O aparato legislativo brasileiro atribui a responsabilidade da prevenção e combate aos incêndios prioritariamente aos Corpos de Bombeiros Militares estaduais. Por questões de escala, de economicidade e de priorização, muitos estados relegaram a questão dos incêndios florestais a um segundo plano, seja na aquisição de equipamentos, na criação de batalhões especializados ou na formação de quadros (combater um incêndio florestal é bastante diferente de extinguir o fogo em uma área urbana).

Faz sentido. Mesmo países ricos e organizados já chegaram à conclusão de que não há orçamento que justifique manter inativos os bombeiros necessários para dar combate às grandes catástrofes que tendem a ser provocadas pelos incêndios em áreas naturais. Como já contei aqui em O Eco, lugares onde essas queimadas devastadoras são comuns, como a Califórnia e a Austrália, resolveram a questão dos recursos humanos criando e aplicando um sistema que permite o recrutamento de efetivos em diversos órgãos diferentes (por exemplo, Instituto Chico Mendes, PM, Bombeiros, Prefeituras, Exército, Marinha, Aeronáutica, ongs, voluntários etc).

Juntar tantos órgãos não chega a ser problema. Quando um desastre dessa ordem acontece, é comum encontrar ajuda nas mais diversas instituições. Nesse sentido, o próprio caso da Chapada Diamantina é bom exemplo. Ali combateram, ombro a ombro, técnicos do Chico Mendes, bombeiros militares, brigadistas, membros das Forças Armadas e funcionários de várias outras instituições das três esferas de governo.

Complicado é fazer essa gente trabalhar em sintonia. Diferenças doutrinárias, incompatibilidade de equipamentos, desnível nos conhecimentos técnicos e no treinamento, descompasso entre as hierarquias e a falta de um marco legal que defina as responsabilidades tornam a gestão dessa massa humana um exercício quase tão complicado quanto a própria tarefa de debelar o fogaréu. Muitas vezes a fogueira das vaidades arde com mais energia do que as labaredas que consomem as matas.

Resolver esses desencaixes no calor do combate ao fogo acaba tomando recursos e tempo preciosos à atividade fim. Cada minuto dedicado à coordenação corresponde a mais um monte de brasas e cinzas.

Por isso é que lugares, como os que citei acima, adotaram o chamado ICS (Incident Command System). Trata-se de uma doutrina pensada para coordenar o emprego de grandes efetivos em atividades de defesa civil – não apenas incêndios, mas também terremotos, furações, enchentes, epidemias etc.

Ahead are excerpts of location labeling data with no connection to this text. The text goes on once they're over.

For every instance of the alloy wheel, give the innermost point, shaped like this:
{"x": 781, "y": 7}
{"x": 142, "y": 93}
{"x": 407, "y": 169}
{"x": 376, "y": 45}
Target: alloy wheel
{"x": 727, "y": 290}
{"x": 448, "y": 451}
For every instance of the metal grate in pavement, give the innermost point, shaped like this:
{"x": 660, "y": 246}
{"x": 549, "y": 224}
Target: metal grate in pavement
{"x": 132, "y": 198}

O ICS determina, de acordo com a capacidade técnica, a quem cabe a coordenação das atividades de enfrentamento a uma catástrofe. Assim, a luta contra uma epidemia deveria ser coordenada pelas autoridades de saúde, uma enchente, pela Defesa Civil, um incêndio, pelo Corpo de Bombeiros ou pelo PREVFogo, e assim por diante. Os demais órgãos designam representantes com poder de decisão sobre suas corporações para atuar sob o guarda-chuva da entidade coordenadora. Desse modo, a partir de um quartel-general de emergência, decisões são tomadas de forma estruturada e hierarquizada e valem para todos os agentes que estão no terreno. Só assim, coisas impensáveis em nosso Brasil patrimonialista podem acontecer como, por exemplo, um major bombeiro com especialização em combate a incêndios florestais ser designado “incidente controller” (coodenador) e, por força da Lei, estar (apenas durante a catástrofe natural em questão) hierarquicamente acima de um coronel da PM ou de um general do Exército, que nesse caso são os oficiais superiores de forças auxiliares no evento, mas não têm a responsabilidade legal da coordenação das ações e dos órgãos envolvidos no sistema montado para debelar a situação de emergência.

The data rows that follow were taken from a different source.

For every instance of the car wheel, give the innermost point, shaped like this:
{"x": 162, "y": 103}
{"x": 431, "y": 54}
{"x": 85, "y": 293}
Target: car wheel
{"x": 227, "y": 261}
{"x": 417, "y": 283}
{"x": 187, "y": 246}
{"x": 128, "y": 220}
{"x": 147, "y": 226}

Mais do que isso, o ICS facilita a comunicação e a provisão de equipamentos, pois permite a permuta, empréstimo e fornecimento de apetrechos de um órgão a outro possibilitando, por exemplo, o melhor alocamento de veículos de acordo com o combustível usado, ou com sua capacidade para trafegar em terrenos complicados. Analogamente, facilita o fornecimento, em caráter emergencial, de fardamento, equipamento de proteção individual, rádios e rações alimentares de um órgão a efetivos de outras instituições.

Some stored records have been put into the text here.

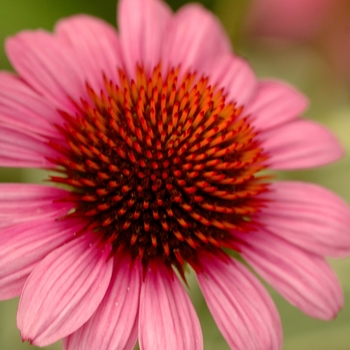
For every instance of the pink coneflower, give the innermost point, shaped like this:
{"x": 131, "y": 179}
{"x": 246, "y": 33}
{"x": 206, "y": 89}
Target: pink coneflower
{"x": 160, "y": 140}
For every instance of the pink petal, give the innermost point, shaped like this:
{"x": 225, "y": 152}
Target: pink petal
{"x": 300, "y": 144}
{"x": 275, "y": 103}
{"x": 303, "y": 278}
{"x": 114, "y": 324}
{"x": 142, "y": 26}
{"x": 22, "y": 108}
{"x": 241, "y": 307}
{"x": 48, "y": 66}
{"x": 95, "y": 44}
{"x": 22, "y": 202}
{"x": 234, "y": 75}
{"x": 167, "y": 320}
{"x": 63, "y": 291}
{"x": 194, "y": 37}
{"x": 308, "y": 216}
{"x": 24, "y": 245}
{"x": 21, "y": 148}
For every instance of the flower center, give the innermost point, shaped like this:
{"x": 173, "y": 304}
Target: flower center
{"x": 161, "y": 166}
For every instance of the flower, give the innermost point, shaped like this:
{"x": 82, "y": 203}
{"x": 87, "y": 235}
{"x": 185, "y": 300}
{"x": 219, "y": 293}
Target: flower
{"x": 160, "y": 140}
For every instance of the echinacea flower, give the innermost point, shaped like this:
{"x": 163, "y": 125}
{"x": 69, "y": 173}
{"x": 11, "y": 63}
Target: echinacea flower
{"x": 160, "y": 140}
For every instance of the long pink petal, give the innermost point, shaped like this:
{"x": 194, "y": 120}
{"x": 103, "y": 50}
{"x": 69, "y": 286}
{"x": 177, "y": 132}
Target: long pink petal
{"x": 142, "y": 26}
{"x": 300, "y": 144}
{"x": 96, "y": 47}
{"x": 167, "y": 320}
{"x": 234, "y": 75}
{"x": 308, "y": 216}
{"x": 48, "y": 66}
{"x": 114, "y": 324}
{"x": 241, "y": 307}
{"x": 22, "y": 108}
{"x": 63, "y": 291}
{"x": 23, "y": 246}
{"x": 191, "y": 45}
{"x": 22, "y": 148}
{"x": 275, "y": 103}
{"x": 24, "y": 202}
{"x": 303, "y": 278}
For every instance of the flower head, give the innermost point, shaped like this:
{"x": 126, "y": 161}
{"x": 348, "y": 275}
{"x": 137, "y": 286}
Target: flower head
{"x": 158, "y": 140}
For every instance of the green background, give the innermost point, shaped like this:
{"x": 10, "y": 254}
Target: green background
{"x": 302, "y": 65}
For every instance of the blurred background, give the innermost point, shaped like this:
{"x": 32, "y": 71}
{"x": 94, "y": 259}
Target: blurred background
{"x": 305, "y": 42}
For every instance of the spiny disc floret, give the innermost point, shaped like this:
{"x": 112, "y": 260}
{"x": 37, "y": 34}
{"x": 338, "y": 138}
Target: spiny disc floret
{"x": 161, "y": 166}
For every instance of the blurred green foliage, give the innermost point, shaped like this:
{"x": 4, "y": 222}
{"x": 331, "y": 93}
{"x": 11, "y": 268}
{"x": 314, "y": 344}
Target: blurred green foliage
{"x": 302, "y": 66}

Em países sérios, tão logo um grave incidente é detectado, é montado um esquema correspondente de ICS. No Brasil, temos o Prevfogo. É bom, mas é pouco. A Chapada mostrou que necessitamos um órgão permanente que inventarie e catalogue os recursos humanos e materiais existentes nos entornos das Unidades de Conservação. Que prefeituras têm carros-pipa? Quantos Guardas Municipais podem ser (ou já foram) treinados em combate a incêndio florestal? Quais são as unidades das Forças Armadas aquarteladas na área? Seus oficiais já foram capacitados para ajudar nesse tipo de sinistro? Que tipo de veículos existe nesses quartéis? Que modelo de rádio é uniforme a todos os órgãos da região? E assim por diante. Além disso, é importante o estabelecimento de um marco legal que defina qual o fato gerador do estabelecimento de uma estrutura de ICS e quem o coordenará. O incêndio na Diamantina, mas também queimadas como a que lambeu Roraima há cerca de uma década e os recorrentes fogos que devastam a Reserva Biológica de Poço das Antas no Rio de Janeiro são apenas alguns exemplos de que o país não pode ficar à mercê de favores de um órgão a outro. É preciso que a legislação ampare a instituição definida como prioritariamente responsável pelo combate a grandes catástrofes e dê a ela poderes de convocação. Só assim teremos agilidade suficiente para debelar sinistros como o que vemos agora consumir a Chapada, antes que seja tarde demais.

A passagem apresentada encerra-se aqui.